Jews in America and elsewhere are in trouble, as three factors threaten to turn 2020 into a nightmare of Antisemitic violence for Jewish communities.
Consider the following: 2019 was a record-breaking year for global Antisemitism. The number of “severe and violent incidents” monitored by the Kantor Center rose by 18 percent worldwide.
In the US, Antisemitism reached the highest level since tracking began in 1979. More than 2,100 cases of “assault, vandalism and harassment” were reported nationwide, the Anti-Defamation League said. Violence spiked in areas with large Jewish populations, and some communities suffered deadly attacks.
In Britain, Antisemitism monitor CST recorded an all-time high of 1,805 incidents. This marked the fourth consecutive year a record was broken. In Austria, the number of anti-Jewish incidents more than doubled in five years. The list goes on and on.
But now there is more bad news: the situation faced by Jews in America and elsewhere is getting worse. The combination of three factors in 2020 promises another Antisemitic surge, with a heightened risk of more violence.
US Unrest Threatens Jews
First there is the brutal killing of George Floyd by the police and subsequent protests and riots in America and beyond. This racially charged unrest is leaving Jews in an uneasy position.

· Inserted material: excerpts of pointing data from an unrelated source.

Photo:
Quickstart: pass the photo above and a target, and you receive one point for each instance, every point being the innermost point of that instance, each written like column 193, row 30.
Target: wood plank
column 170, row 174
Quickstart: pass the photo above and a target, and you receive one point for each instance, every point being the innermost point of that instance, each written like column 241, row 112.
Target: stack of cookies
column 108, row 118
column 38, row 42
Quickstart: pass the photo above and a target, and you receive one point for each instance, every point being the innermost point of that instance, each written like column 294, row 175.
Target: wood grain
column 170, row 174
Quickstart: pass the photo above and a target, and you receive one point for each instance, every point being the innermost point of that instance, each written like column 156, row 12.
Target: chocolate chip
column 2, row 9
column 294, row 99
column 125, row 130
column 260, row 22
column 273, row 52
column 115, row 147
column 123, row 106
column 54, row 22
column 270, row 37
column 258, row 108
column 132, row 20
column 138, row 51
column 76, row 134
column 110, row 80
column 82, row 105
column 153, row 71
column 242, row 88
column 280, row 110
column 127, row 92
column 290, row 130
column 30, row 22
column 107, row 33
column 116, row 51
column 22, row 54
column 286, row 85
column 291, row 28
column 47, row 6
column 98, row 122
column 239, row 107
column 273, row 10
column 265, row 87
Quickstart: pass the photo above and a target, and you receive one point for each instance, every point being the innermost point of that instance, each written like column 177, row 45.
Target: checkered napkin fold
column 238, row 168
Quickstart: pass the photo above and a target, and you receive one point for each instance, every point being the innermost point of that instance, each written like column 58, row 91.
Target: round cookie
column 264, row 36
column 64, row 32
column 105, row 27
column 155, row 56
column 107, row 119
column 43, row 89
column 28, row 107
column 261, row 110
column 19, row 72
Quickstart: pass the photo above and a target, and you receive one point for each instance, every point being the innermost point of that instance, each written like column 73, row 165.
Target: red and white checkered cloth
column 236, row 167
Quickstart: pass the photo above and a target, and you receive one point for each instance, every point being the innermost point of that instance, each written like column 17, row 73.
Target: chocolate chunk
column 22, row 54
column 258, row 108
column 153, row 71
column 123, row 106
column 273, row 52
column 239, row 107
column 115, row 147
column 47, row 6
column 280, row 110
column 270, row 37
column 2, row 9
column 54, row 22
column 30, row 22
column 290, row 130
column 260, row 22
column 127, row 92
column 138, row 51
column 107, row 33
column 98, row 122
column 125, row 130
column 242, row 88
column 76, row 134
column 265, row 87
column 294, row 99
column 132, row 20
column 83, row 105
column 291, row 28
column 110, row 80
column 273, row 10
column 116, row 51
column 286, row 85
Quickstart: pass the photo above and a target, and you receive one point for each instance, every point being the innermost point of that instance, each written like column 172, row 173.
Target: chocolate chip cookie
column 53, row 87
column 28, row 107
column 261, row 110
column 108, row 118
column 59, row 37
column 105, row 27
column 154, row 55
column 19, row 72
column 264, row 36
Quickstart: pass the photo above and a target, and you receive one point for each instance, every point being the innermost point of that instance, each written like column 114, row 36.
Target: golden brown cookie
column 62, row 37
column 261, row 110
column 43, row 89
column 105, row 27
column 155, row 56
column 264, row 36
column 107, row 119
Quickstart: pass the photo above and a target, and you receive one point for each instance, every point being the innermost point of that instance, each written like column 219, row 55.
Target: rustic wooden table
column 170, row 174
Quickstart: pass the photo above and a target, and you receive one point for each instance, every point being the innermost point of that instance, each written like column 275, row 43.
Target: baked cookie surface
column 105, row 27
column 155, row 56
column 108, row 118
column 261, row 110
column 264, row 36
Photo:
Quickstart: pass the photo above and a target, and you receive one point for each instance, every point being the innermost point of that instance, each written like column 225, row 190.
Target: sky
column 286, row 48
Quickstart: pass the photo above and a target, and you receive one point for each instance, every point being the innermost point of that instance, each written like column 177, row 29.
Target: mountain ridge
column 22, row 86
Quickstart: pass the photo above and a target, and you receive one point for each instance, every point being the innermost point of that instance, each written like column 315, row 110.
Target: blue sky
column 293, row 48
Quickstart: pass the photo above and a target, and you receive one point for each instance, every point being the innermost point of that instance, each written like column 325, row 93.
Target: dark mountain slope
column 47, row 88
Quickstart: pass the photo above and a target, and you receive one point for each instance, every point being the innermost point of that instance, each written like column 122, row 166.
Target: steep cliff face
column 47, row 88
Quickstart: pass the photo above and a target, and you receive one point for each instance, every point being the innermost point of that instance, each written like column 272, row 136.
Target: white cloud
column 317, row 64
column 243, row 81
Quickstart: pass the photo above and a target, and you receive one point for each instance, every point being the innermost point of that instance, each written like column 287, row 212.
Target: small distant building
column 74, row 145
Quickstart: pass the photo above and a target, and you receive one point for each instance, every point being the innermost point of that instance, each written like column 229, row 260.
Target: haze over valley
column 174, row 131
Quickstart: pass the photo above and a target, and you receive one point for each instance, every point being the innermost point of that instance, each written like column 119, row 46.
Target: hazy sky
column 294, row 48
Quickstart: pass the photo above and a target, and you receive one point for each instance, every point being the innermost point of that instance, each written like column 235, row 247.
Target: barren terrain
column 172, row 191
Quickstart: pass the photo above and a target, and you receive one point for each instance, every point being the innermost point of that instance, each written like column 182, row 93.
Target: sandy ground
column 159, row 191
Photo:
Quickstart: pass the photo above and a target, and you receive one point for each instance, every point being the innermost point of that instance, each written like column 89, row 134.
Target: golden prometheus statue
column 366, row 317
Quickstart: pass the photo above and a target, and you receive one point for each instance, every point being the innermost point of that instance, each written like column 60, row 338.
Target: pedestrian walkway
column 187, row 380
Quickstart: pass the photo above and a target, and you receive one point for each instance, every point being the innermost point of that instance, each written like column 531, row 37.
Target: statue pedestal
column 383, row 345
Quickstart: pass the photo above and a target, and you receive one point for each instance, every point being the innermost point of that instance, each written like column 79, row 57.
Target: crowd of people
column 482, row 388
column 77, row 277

On the left, many activists and African Americans see Jews as part of a privileged and oppressive elite that exploits blacks. Some observers also point out that Black Lives Matter, which leads the protest, is an Antisemitic movement.
In parallel, a massive online campaign is falsely blaming the conduct of US police officers on Israeli training. The Palestinians are also spreading hateful propaganda as they try to link their cause to the global protest.
On the right, Jews are widely resented for taking the side of the protesters. In some circles, Jewish billionaires like George Soros are accused of fomenting riots to bring down America. These and similar charges reinforce familiar conspiracy theories against Jews.
As extremists increasingly dominate the discourse, the Jews find themselves squeezed in the middle. With emotions running high, the radical fringes on both sides will likely target Jewish individuals and communities. In Los Angeles and elsewhere, protesters already vandalized synagogues and Jewish-owned businesses.
Corona Sparks Antisemitic Wave
Then there is the Corona pandemic, which unleashed an explosion of anti-Jewish conspiracy theories. All over the internet, Antisemitic groups and activists are widely blaming Jews for creating or spreading the virus.
These haters draw on toxic Antisemitic tropes and promote vicious incitement on social media. Far-right sympathizers regularly interrupted Jewish meetings online during the Corona lockdown. They also launched campaigns urging followers to deliberately infect Jews with the disease.
Experts fear that this wave of Corona-inspired Antisemitism is creating fertile ground for violent attacks. Online hate will increasingly translate into physical assaults as the world emerges out of lockdowns, observers who monitor the situation warn.
Wars Boost Antisemitic Violence
Finally, trouble in the Middle East could make the situation even worse. Notably, Israel is planning to annex some West Bank land this summer, and is preparing for escalation in Palestinian violence. In the north, the IDF faces a potential war with Iran and its proxies.
Based on past experience, such hostilities will prompt an upsurge in anti-Israel and anti-Jewish incidents. But this time, it will coincide with other explosive circumstances. Political unrest, a looming economic recession, and a growing culture of conspiracy are all bad news for Jews, the ultimate scapegoats in times of crisis.
Jews are acutely aware of their situation, and some are preparing to flee. Interest in moving to Israel from the US and Canada is quickly growing, mostly due to the Corona crisis. In other countries, too, more Jews are looking into immigration.
Recently, an Israeli official estimated that up to 250,000 immigrants will be arriving in the next three to five years. But if current trends continue, Israel could be facing a much larger wave of newcomers and expats seeking a safe haven.